Caring for older adults

Caring for older adults

There are currently around 3.5 million people in England providing support to elderly relatives or friends in need of care. Their carers are often the older person's main source of support.

Caring for ageing adults can put a huge strain on families, particularly those people who may also be looking after young children at the same time.

Many people caring for older adults are of working age, although one in six are older people themselves. Half of them live with the person they care for and one-third provide more than 20 hours of care per week. 

There are both emotional and financial implications to try and negotiate, and if the person you look after has a degenerative condition, such as dementia, you can often feel overwhelmed by the responsibility, and unsure how best to meet the needs of that person and your own family.

Some of the issues you may face when caring for an older adult

  • If the person you care for can no longer live independently what will happen to them? Can they afford quality care or will you have to provide care for them in their own home? 

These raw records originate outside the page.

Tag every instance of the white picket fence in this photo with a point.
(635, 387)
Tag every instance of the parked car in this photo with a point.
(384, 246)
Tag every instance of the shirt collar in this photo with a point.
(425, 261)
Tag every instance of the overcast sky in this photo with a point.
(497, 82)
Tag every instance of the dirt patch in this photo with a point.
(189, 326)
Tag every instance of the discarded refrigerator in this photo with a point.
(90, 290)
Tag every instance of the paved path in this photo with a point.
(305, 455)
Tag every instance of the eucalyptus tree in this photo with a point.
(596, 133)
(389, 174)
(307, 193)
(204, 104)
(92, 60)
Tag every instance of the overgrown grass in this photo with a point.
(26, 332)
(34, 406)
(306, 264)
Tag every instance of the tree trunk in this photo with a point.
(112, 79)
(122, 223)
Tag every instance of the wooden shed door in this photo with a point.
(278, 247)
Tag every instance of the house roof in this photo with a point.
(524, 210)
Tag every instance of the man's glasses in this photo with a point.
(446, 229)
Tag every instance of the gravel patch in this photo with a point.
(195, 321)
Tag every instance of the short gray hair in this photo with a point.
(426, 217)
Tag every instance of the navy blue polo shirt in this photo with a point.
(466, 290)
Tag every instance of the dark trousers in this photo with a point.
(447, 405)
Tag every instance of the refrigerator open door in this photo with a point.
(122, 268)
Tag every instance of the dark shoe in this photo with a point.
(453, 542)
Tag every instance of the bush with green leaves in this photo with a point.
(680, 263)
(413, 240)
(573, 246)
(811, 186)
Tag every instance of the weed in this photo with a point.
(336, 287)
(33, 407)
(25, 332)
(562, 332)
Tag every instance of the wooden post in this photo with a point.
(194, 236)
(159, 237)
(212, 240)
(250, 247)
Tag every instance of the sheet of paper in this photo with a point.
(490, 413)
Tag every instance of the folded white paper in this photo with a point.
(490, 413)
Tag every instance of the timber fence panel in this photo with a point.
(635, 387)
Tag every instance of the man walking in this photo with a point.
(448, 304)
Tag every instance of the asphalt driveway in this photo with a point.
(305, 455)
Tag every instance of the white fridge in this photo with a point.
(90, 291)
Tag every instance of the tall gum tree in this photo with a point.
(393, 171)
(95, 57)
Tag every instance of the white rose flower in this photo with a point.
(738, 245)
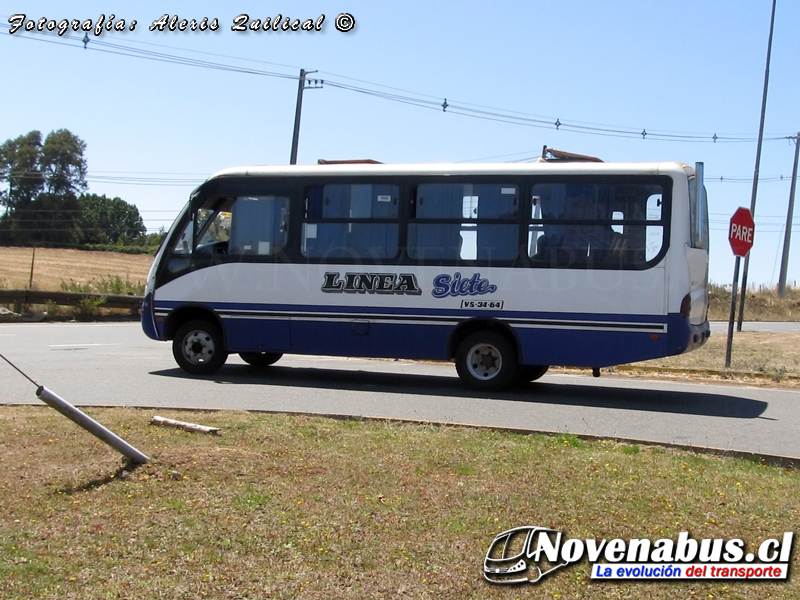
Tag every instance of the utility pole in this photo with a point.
(313, 84)
(789, 216)
(758, 162)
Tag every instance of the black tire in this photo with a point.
(487, 361)
(531, 372)
(260, 359)
(198, 347)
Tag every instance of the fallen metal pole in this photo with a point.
(90, 425)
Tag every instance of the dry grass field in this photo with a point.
(283, 506)
(54, 266)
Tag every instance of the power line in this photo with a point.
(418, 99)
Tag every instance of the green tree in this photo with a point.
(20, 171)
(108, 220)
(39, 187)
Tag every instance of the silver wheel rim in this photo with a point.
(484, 362)
(198, 347)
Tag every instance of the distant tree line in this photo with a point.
(43, 195)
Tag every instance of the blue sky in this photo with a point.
(155, 129)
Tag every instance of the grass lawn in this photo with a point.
(302, 507)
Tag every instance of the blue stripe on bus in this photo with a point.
(428, 314)
(544, 338)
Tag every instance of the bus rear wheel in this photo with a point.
(198, 348)
(487, 361)
(260, 359)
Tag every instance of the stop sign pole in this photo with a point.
(740, 235)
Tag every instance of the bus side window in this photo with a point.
(437, 241)
(258, 225)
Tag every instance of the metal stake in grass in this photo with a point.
(84, 420)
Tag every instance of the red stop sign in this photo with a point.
(741, 231)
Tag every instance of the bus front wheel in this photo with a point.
(486, 361)
(198, 348)
(260, 359)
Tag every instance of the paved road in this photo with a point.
(103, 364)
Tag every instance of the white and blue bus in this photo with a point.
(506, 269)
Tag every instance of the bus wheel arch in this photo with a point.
(198, 347)
(198, 340)
(486, 355)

  • Financial implications - will you have to sell their home (and, potentially, your inheritance) to pay for their care? Or will you have to give up your job to care for them full time? You can find out more about paying for care on the Derbyshire County Council website. 

  • How will you juggle another responsibility on top of caring for your own family - this can be particularly difficult if you have young children who may not understand why you need to devote more time to someone else.

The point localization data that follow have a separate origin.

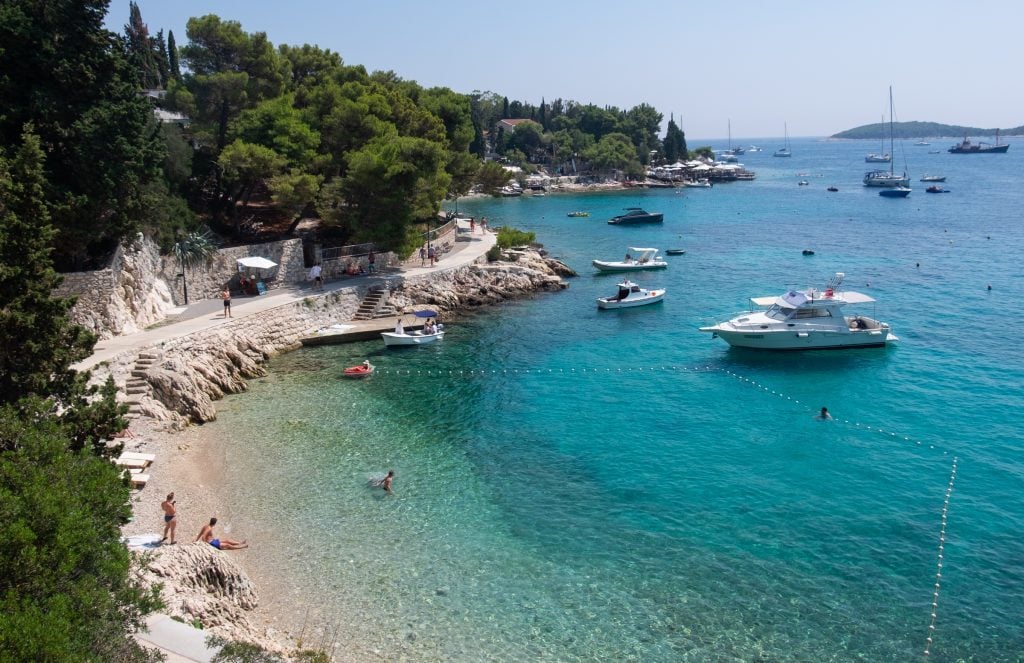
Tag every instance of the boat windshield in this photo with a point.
(778, 313)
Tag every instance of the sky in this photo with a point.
(814, 67)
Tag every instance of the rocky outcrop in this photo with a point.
(201, 584)
(522, 273)
(189, 374)
(125, 296)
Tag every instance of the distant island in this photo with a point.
(922, 130)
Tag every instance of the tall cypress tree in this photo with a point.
(160, 53)
(172, 56)
(140, 49)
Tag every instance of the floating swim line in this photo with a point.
(938, 564)
(891, 434)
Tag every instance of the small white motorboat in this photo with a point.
(418, 337)
(630, 294)
(431, 332)
(636, 258)
(805, 320)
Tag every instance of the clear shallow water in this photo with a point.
(556, 502)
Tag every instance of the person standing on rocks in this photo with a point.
(225, 294)
(170, 516)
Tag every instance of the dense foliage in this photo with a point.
(65, 587)
(60, 71)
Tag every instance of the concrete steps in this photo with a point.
(137, 386)
(375, 304)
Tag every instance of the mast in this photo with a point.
(892, 152)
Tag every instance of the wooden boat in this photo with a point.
(363, 370)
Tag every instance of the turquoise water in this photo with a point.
(582, 485)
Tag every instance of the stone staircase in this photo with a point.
(136, 387)
(375, 304)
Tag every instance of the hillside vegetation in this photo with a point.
(922, 130)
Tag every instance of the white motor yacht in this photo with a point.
(630, 294)
(805, 320)
(636, 258)
(418, 337)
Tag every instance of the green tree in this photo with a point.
(279, 125)
(615, 152)
(174, 69)
(492, 176)
(190, 251)
(295, 192)
(39, 343)
(65, 587)
(244, 166)
(391, 183)
(61, 71)
(66, 592)
(674, 146)
(141, 49)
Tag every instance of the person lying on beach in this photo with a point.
(207, 535)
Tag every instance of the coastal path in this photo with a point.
(207, 314)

  • Perhaps you're struggling with caring for someone who wants to remain independent and active but, for physical or mental reasons, must lose some of that independence (perhaps by not driving anymore or moving out of their own home). This can cause huge stress and upset to both parties.

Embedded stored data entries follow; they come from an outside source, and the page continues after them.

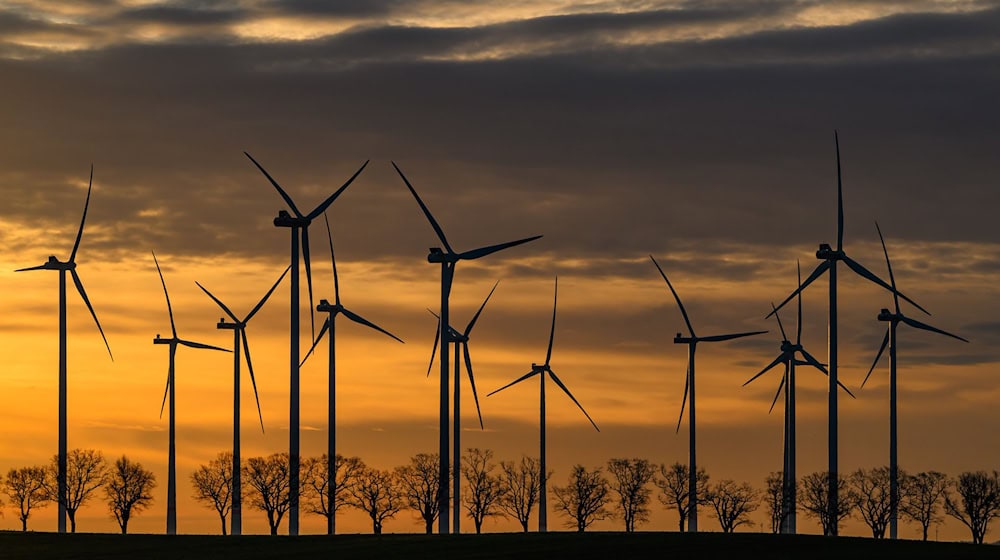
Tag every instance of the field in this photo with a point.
(742, 546)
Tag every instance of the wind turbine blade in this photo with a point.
(437, 338)
(430, 217)
(333, 260)
(892, 279)
(516, 381)
(200, 345)
(326, 203)
(281, 191)
(676, 297)
(778, 317)
(472, 323)
(885, 342)
(472, 381)
(322, 331)
(552, 333)
(362, 321)
(170, 311)
(722, 337)
(267, 295)
(253, 379)
(559, 382)
(83, 294)
(687, 381)
(780, 387)
(218, 302)
(840, 198)
(79, 233)
(867, 274)
(483, 251)
(307, 259)
(918, 325)
(820, 269)
(780, 359)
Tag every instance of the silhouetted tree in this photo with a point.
(519, 486)
(921, 496)
(26, 488)
(774, 499)
(673, 484)
(631, 483)
(419, 483)
(213, 485)
(980, 502)
(872, 489)
(268, 479)
(128, 488)
(376, 493)
(814, 500)
(85, 470)
(584, 499)
(483, 490)
(732, 503)
(316, 481)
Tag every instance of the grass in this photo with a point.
(531, 546)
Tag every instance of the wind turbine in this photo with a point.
(173, 342)
(829, 258)
(299, 226)
(692, 342)
(330, 326)
(70, 265)
(789, 359)
(240, 337)
(894, 319)
(448, 258)
(461, 342)
(540, 370)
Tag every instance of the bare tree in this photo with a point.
(316, 482)
(419, 483)
(483, 493)
(733, 503)
(213, 485)
(128, 488)
(377, 493)
(872, 489)
(519, 487)
(268, 479)
(921, 496)
(815, 502)
(26, 487)
(85, 470)
(774, 499)
(980, 502)
(584, 499)
(631, 483)
(673, 484)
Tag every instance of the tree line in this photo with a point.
(623, 490)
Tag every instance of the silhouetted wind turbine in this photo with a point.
(540, 370)
(692, 342)
(70, 265)
(240, 337)
(894, 319)
(299, 225)
(789, 359)
(461, 342)
(330, 326)
(173, 341)
(830, 258)
(448, 258)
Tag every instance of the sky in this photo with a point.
(697, 132)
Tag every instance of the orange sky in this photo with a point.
(586, 162)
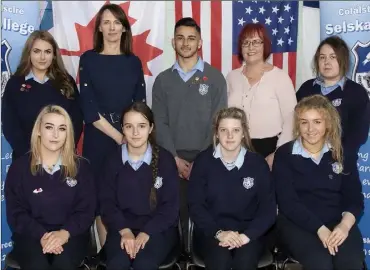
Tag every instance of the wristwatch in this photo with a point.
(218, 233)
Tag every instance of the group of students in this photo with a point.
(244, 156)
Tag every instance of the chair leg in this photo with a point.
(284, 264)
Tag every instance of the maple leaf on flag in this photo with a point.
(141, 48)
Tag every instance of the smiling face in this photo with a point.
(111, 27)
(186, 42)
(41, 55)
(136, 129)
(252, 49)
(328, 63)
(230, 134)
(53, 132)
(312, 128)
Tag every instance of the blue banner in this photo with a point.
(19, 20)
(351, 21)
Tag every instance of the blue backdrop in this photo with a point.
(347, 19)
(351, 21)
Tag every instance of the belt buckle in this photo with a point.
(111, 115)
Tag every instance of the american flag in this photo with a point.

  • The person requiring care may live some distance away and you may be struggling to help them out and juggle your other responsibilities. Will you have to move the elderly person closer to you or consider moving nearer to them?

  • There may be conflict amongst siblings or other family members as you try to come up with an appropriate plan if the person is your parent. In some cases one person can feel they've been burdened with the main responsibility or you may feel the final decision isn't the right one for your parent but no one else sees it your way.

  • Just as you may be ready to embark on a new phase of life (your children have grown up or are now in full-time education, for example) you find your responsibilities have increased again, and that dream of a new career, retraining or just getting some of your life back has to be put on hold.

Getting answers to your questions

Age UK Derby and Derbyshire offer a free information and advice service for older people and their carers. You can contact their advice hotline on tel: 01773 768240. They also offer other services for older people including befriending, housing support and footcare

The NHS Choices website has advice about some of these questions on their caring for older relatives page. 

Citizens Advice also have information about the help and support available in the looking after people section of their website.

The myageingparent.com website is aimed at family members and carers looking after older relatives and has lots of helpful articles and information.  

Getting support

Speaking to people who are facing similar challenges to you can help you make sense of things. Having a network of people who you can turn to for advice and support can be very helpful.

You can use the carers directory to look for carers support groups and information services in your area. There are also details of telephone helplines and online support groups for carers on the online carers communities and advice lines information page.

You can also get a carers assessment to see if you are entitled to support services such as funding to get a break from caring, training courses and help to plan for an emergency. 

If you are juggling caring with working, it is a good idea to check your employment rights

North Derbyshire Voluntary Action (NDVA) have a directory of local community groups and activities that can support older people and their carers including luncheon clubs, social activities and condition related support groups.

Moving and handling training 

Many older people have difficulties with mobility. Derbyshire County Council Adult Care's moving and handling team provide free training for carers. You can learn safe techniques to prevent injury. They also provide the opportunity for carers and the people they care for to 'try out' new pieces of equipment. The moving and handling team is based at The Hub in South Normanton, but offer training at other venues around the county. Please call Tel: 01629 531492 for further information.

Derbyshire Carers Association are looking to provide moving and handling and First Aid training for carers. Contact them on tel: 01773 833833 for further information.

Falls prevention and foot care

Age UK run Strictly No Falling classes across Derbyshire. The gentle exercise classes help people improve their balance and strength which are considered two of the biggest factors in reducing the risk of falls. They also offer the Tootsies Foot Care service for people over 50.